Surga dunia adalah ungkapan dari perasaan bahagia yang memenuhi rongga jiwa, tidak menyisakan kecemasan apapun dalam pikiran. Jikapun ada ketidak sesuaian, kebahagiaan mampu menjustifikasinya sebagai hal yang bisa diterima terjadi dalam hidup. Kebahagiaan adalah ketika kita bisa menerima dan berkompromi dengan hal negative; yang tidak membahagiakan. Hidup yang penuh rasa syukur, mengukur segala yang didapat dan dijalani serba lebih baik dari apa yang pernah diharapkan, bahwa Tuhan selama ini selalu menguatkan, menemani, memanjakan dan sekaligus menguasai. Hal hal sederhana menjadi begitu sempurna jika hati sedang berbahagia. Ibarat kata, air minum tawarpun menjadi manis rasanya. Surga tidak bisa diperjual belikan, demikian juga kebahagiaan hidup di dunia tidak dapat dipertukarkan dengan apapun. Hidup tidak menyediakan kebahagiaan untuk dipertukarkan dengan apapun, sebab kebahagiaan merupakan hak hakiki dari setiap mahluk hidup, itu anugerah gratis dari Tuhan.

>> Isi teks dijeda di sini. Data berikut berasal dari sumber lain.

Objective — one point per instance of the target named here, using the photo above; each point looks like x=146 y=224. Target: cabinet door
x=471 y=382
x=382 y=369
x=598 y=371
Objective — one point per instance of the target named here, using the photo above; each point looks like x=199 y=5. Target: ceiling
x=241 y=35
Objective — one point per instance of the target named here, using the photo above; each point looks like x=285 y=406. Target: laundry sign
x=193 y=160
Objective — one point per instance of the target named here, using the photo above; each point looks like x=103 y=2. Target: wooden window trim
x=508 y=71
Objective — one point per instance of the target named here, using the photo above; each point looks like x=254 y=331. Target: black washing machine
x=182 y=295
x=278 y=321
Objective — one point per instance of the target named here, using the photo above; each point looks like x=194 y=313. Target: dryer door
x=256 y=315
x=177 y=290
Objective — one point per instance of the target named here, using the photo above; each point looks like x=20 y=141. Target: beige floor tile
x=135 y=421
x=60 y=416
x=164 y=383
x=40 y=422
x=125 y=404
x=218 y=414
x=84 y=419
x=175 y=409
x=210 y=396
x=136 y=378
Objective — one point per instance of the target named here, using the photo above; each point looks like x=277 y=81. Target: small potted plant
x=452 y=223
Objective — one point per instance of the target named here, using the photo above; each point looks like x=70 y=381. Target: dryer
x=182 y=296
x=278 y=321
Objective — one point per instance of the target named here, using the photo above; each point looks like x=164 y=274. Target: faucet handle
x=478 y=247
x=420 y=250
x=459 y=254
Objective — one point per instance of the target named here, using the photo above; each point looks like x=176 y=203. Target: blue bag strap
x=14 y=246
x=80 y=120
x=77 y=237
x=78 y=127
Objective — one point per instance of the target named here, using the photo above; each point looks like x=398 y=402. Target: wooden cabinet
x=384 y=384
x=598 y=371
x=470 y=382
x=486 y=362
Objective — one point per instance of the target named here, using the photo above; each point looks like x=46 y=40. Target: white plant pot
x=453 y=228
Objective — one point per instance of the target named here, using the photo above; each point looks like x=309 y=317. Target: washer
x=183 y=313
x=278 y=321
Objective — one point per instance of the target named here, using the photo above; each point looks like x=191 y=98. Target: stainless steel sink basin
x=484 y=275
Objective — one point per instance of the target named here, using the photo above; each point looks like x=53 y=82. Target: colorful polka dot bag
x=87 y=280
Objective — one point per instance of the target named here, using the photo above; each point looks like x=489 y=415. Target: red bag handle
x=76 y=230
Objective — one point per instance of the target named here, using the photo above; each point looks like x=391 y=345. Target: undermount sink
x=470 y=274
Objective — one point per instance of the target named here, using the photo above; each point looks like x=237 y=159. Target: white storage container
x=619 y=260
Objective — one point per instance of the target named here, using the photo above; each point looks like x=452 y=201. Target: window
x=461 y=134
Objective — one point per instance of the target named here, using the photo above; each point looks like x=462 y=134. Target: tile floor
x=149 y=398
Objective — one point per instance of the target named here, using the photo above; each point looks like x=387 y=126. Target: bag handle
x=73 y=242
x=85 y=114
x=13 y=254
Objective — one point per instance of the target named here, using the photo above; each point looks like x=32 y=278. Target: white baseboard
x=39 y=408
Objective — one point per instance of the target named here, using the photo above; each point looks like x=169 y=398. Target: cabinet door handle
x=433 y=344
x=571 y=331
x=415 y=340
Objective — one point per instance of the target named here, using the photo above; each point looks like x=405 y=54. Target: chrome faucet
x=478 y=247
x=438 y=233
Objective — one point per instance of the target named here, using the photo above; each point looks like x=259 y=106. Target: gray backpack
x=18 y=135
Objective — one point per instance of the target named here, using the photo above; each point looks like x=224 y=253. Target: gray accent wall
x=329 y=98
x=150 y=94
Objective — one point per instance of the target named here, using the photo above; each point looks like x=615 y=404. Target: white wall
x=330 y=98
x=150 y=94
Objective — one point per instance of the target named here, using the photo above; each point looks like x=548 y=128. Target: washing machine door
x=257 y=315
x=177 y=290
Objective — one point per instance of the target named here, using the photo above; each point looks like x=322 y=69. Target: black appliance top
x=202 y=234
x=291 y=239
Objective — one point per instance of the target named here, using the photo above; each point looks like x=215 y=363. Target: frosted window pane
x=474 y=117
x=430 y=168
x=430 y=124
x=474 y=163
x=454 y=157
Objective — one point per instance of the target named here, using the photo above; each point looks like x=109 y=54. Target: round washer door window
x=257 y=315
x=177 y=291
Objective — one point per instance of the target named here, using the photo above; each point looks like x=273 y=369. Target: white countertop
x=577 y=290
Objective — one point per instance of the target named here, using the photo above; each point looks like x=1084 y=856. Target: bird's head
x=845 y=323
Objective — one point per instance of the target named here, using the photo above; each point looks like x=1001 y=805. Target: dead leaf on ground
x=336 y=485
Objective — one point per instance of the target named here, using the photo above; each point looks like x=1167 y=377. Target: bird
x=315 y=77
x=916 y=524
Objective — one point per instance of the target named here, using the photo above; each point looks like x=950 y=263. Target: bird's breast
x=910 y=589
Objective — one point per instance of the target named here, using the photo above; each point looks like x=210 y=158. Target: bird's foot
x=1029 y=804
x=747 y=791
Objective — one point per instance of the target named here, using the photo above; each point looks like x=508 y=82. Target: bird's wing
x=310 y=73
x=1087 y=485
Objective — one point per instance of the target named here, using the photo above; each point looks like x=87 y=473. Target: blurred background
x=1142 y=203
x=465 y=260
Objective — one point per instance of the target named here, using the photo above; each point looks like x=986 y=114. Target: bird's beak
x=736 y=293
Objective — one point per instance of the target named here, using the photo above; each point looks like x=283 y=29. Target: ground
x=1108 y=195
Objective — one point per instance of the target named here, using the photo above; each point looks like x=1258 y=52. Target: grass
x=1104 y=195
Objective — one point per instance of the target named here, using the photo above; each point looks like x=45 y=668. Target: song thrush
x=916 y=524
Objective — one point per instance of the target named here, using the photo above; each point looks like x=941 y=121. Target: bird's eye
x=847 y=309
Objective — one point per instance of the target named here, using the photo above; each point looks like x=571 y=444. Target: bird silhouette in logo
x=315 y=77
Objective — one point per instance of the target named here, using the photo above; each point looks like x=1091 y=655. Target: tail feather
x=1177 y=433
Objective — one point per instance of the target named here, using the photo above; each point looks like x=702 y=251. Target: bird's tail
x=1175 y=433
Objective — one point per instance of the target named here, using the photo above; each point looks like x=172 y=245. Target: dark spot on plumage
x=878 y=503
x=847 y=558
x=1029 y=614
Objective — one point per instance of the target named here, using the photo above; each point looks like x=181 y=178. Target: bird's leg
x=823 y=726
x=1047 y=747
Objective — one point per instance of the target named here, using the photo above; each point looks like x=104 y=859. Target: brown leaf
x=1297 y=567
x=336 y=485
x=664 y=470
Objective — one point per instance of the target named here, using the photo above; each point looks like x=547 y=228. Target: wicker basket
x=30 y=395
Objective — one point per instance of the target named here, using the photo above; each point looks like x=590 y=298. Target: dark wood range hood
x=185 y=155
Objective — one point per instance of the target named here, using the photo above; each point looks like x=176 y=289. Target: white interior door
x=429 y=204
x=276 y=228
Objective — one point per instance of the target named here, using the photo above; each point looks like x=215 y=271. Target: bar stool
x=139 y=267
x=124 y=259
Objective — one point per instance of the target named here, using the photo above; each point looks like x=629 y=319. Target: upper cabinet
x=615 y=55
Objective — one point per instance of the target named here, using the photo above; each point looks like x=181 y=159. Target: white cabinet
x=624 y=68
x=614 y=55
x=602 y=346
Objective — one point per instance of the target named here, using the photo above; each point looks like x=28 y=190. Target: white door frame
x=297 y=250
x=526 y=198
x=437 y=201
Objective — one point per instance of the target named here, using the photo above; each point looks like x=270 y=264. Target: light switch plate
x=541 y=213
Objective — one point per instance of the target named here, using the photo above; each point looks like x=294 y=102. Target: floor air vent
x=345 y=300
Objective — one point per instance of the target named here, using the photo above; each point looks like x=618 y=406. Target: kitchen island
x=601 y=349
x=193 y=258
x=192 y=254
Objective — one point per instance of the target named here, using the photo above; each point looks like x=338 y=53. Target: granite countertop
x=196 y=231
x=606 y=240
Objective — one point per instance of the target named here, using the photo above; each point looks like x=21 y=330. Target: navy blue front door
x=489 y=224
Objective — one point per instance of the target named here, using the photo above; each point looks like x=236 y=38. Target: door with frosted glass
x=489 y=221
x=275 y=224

Sayangnya, kebahagiaan terkadang tidak datang menghampiri kita, melainkan kita kitalah yang harus memburu dan berupaya mengadakannya dengan barbagai cara. Status bahagia bisa lahir dari terciptanya rasa aman diri dari ancaman kecemasan atas apapun. Rasa aman menciptakan keikhlasan, dan keikhlasanlah pangkal dari semua kebijakan kebahagiaan. Orang yang bahagia adalah mereka yang mampu melepaskan pikiran yang dibuatnya seendiri. Pikiran yang dibuat sendiri selalu berunsur nafsu, nyanyian setan yang sanggup menghipnotis seseorang menjadi jahat bahkan menjadi setan. Itupun sifat manusiawi. Ketika nafsu nafsu egosentris dapat ditolerir dan dibungkam, maka ketika itulah proses kelahiran sebuah surga dunia berawal.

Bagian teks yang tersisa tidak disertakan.